Like most drugs they have some side-effects and precautions. Asthmatics need to be careful as some can exacerbate symptoms but gastric problems seem to be the most common reason people are unable to take these drugs. Anyone with a history of gastric ulcers is unable to take NSAIDs as they can lead to increased bleeding in the stomach.
A new type of drug was developed to help prevent these side effect. Called Cox-2-inhibitors, they decreased the risk of gastric problems allowing these drug to be used by people unable to take regular NSAIDs.
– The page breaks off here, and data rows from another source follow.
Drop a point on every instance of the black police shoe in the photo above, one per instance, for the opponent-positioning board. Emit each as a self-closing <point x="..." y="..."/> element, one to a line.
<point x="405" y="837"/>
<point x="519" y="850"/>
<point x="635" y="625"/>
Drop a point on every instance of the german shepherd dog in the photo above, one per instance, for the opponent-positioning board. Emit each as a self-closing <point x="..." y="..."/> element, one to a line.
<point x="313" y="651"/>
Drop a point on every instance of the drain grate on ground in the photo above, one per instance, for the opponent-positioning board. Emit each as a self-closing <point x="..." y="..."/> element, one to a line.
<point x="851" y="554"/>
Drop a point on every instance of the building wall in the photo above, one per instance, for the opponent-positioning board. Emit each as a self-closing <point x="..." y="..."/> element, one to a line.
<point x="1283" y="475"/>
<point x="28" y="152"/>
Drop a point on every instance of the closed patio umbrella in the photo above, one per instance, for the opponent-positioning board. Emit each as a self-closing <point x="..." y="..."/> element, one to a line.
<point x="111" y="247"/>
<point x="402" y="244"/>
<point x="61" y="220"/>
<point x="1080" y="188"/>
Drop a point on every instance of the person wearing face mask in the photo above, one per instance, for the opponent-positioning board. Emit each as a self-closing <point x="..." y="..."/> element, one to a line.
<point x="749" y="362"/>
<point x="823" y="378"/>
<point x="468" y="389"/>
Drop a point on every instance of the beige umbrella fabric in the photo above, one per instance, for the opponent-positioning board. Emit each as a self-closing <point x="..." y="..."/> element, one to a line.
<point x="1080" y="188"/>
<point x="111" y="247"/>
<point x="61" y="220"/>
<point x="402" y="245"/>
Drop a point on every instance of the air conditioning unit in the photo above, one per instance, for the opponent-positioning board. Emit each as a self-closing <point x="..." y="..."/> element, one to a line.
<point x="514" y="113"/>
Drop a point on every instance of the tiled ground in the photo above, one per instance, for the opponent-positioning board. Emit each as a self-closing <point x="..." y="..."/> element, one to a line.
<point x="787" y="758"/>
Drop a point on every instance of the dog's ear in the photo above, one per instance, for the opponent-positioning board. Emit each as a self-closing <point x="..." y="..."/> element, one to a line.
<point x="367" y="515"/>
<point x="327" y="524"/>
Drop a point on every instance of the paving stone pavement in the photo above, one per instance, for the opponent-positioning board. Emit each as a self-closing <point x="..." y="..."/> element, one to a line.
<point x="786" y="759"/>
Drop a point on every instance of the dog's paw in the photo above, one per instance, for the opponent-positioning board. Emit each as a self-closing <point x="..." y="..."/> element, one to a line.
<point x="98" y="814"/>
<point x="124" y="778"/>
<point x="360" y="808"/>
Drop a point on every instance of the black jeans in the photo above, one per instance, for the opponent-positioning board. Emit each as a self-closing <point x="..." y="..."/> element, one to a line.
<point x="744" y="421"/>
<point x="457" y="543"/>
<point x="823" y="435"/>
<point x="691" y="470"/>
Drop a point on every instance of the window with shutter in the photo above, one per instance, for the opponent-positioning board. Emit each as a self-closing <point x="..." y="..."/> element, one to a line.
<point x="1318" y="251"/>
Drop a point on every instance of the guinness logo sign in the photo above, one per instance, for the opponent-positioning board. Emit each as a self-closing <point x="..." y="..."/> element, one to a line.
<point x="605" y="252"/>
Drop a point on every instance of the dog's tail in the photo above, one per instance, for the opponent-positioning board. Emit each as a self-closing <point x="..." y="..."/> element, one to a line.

The new drugs (celecoxib, valdecoxib and rofecoxib) appeared to be a valuable new tool in the control of pain and inflammation in arthritis.
These drugs were immediately successful and marketed under the names Celebrex, Bextra, and Vioxx.
In 2004, Vioxx was voluntarily withdrawn from the market after concerns it increased the risk of heart attack and stroke.
It is still uncertain if this adverse affect is limited to Vioxx or is present with other Cox 2 Inhibitors.
Many people continue to take Celebrex today for its pain relieving properties.
As with all medications the benefits and risks need to be assessed for each individual, so there is no substitute for getting personal advice from your doctor.